Kericho Senator Aaron Cheruiyot addressing press after being summoned by the National Cohesion and Integration Commission at their offices in Nairobi, on Wednesday, January 12, 2022. [Samson Wire. Standard.]

Kericho Senator Aaron Cheruiyot appeared before the National Cohesion and Integration Commission (NCIC) yesterday after he was summoned for making remarks deemed to border on racism and incitement.

The senator is accused of making the remarks during United Democratic Alliance (UDA) rally in Eldoret on January 8 where he allegedly spoke in Kalenjin castigating the locals for electing Kesses MP Mishra Swarup Ranjan aka Kiprop in 2017.

He allegedly questioned how the MP of Indian descent came to Eldoret in 1997 with only one trouser and a bag and has now built a business empire.

However, after a three-hour interrogation session by NCIC officials, the senator said he was summoned for calling the MP an Indian and telling voters to reject him come August 9.

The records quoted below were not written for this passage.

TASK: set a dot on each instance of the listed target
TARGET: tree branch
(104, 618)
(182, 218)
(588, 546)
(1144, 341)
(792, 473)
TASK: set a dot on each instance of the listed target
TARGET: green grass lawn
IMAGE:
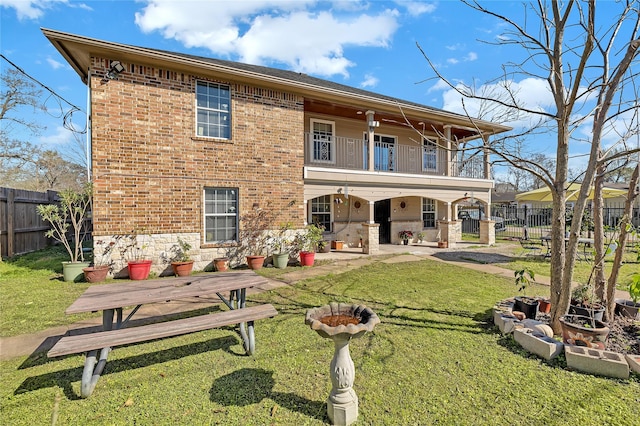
(434, 359)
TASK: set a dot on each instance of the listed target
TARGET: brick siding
(149, 168)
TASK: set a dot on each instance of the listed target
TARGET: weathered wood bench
(111, 298)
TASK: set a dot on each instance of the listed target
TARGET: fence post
(11, 196)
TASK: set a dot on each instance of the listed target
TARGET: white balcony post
(449, 154)
(487, 159)
(371, 132)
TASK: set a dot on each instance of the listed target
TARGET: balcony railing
(353, 154)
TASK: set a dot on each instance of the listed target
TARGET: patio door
(384, 153)
(382, 216)
(322, 141)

"I have appeared before NCIC for calling the Kesses MP an Indian and saying that he should go home. Saying he is Indian is a term he uses to address himself," he said.

"I was not being condescending in any way. In this country, telling an elected leader to go home means that he shouldn't be voted in and it's something many Kenyans know," he added.

Cheruiyot becomes the second politician to be summoned by NCIC after Meru Senator Mithika Linturi appeared before the commission over the controversial madoadoa remarks he made during Deputy President William Ruto's rally in Eldoret.

Mishra settled in Eldoret in 1997 and later landed a job as a lecturer and consultant at Department of Reproductive Health, College of Health Sciences in Moi University.

The MP and his wife Dr Pallavi Mishra a consultant Obstetrician and Gynaecologist later acquired Pacifica Hospital and renamed it Mediheal Hospital which has now branches in  Nakuru, Nairobi, Kigali (Rwanda), Addis Ababa, (Ethiopia), Goma (Democratic Republic of Congo).